Tout d’abord, les établissements publics expérimentaux sont de nouvelles créations juridiques pour l’enseignement supérieur rendues possibles par le « fait du Prince », à savoir une ordonnance signée par le Président de la République le 12 décembre 2018, adoptée sans débat parlementaire, en application d’un unique article (l’article 52) de la loi du 10 août 2018 pour un État au service d’une « société de confiance ». Notons, à cet égard, que le Conseil national de l’enseignement supérieur et de la recherche (CNESER), réuni le 16 octobre 2018, a voté majoritairement contre le projet d’ordonnance (46 contre, 9 pour et 8 abstentions). Cet avis n’étant que consultatif, les grandes écoles et universités qui le souhaitent peuvent désormais expérimenter pour une durée maximale de dix ans de nouvelles formes de rapprochements et ainsi contourner les principaux garde-fous du Code de l’Éducation sur le fonctionnement des établissements d’enseignement supérieur faisant craindre le pire concernant la multiplication des droits d’inscription différenciés et la poursuite des programmes d’austérité budgétaire.

Deuxièmement, les établissements publics permettent des assemblages baroques en termes de personnalités juridiques morales et financières, minimisant fortement le poids des principaux acteurs de l’université dans la prise de décision. Le nombre de personnalités extérieures issues du monde politico-économique est accru (au détriment des enseignants, des personnels administratifs et techniques et des étudiants), ce qui pose question quant à l’indépendance de la communauté universitaire face à des pressions d’ordre politique ou économique. En outre, la prime majoritaire récompensant la liste arrivée en tête est maintenue, contribuant à enterrer définitivement le mot de « démocratie universitaire » en faisant des conseils, encore plus qu’ils ne le sont déjà, des chambres d’enregistrement des volontés présidentielles.

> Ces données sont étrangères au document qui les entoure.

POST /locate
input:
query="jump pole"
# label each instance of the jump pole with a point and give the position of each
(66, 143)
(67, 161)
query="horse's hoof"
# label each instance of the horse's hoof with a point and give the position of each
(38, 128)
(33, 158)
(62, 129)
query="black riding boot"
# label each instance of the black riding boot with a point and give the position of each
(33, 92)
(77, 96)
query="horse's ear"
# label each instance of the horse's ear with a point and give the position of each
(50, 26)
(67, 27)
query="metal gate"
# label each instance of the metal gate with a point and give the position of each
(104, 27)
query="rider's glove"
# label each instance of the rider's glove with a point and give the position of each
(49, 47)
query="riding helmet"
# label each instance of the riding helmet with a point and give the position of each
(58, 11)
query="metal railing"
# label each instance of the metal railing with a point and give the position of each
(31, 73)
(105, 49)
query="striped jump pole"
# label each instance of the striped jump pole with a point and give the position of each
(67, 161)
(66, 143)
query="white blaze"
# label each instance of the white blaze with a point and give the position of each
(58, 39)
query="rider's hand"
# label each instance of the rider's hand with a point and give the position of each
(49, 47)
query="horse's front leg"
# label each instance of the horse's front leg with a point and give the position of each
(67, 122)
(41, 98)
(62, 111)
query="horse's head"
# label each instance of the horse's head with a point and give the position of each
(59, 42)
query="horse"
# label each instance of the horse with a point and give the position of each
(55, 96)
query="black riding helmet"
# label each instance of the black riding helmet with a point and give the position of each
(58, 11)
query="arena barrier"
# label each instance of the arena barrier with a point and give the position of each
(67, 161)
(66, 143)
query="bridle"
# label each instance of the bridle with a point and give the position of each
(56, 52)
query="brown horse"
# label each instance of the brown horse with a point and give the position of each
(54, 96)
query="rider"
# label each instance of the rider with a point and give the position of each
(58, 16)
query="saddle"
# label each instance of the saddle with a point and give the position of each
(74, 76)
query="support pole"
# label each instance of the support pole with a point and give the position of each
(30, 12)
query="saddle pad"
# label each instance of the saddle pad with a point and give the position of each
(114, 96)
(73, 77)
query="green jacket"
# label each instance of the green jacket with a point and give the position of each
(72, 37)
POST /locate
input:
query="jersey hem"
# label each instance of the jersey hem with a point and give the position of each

Enfin, n’hésitant pas à renier les valeurs censées incarner l’EPE, celles d’« une conception exigeante du service public, du débat d’idées, de la culture scientifique et de l’esprit critique » présentées dans le préambule des statuts, le Président de l’Université de Lille a rejeté les multiples demandes de large consultation (courrier de l’intersyndicale, motion de l’Assemblée Générale des personnels, motions émanant des conseils de composantes de la Faculté des Sciences et Technologies, de la Faculté des Sciences Juridiques, Politiques et Sociales, de la Faculté des Humanités) au nom de la « démocratie représentative ». C’est là une conception bien singulière de la démocratie, et même de la démocratie représentative, puisqu’ aucun des représentants élus des différents conseils (suite aux élections du 22 novembre 2017), pas même ceux et celles de la majorité, n’ont fait campagne pour une nouvelle fusion ou pour un tel meccano institutionnel, ne serait-ce que parce que la loi pour un État au service d’une société de confiance n’était même pas adoptée…

Qui plus est en pleine pandémie, nous ne pouvons accepter la confiscation du débat démocratique sur la pertinence de fusionner à nouveau vers un nouvel établissement. Outre l’absence de bilan sur la fusion récente de l’Université de Lille, jugée délétère par la Cour des Comptes, tout forme d’opposition institutionnelle y sera réduite à la portion congrue. D'autre part il ne s'agit pas seulement d'une refonte de la « gouvernance », mais bien de modifier significativement les structures internes de l'université jusqu’aux processus de recrutement et d’avancement de carrière, avec tout ce que cela implique pour les personnels et les étudiants.

C'est pourquoi nous soutenons à travers cette pétition la démarche initiée par l’Assemblée Générale des personnels de l’Université de Lille du 24 novembre 2020 et demandons la mise en place d’un référendum des personnels sur ce projet d’EPE Université Lille 2022 dès le début d’année 2021.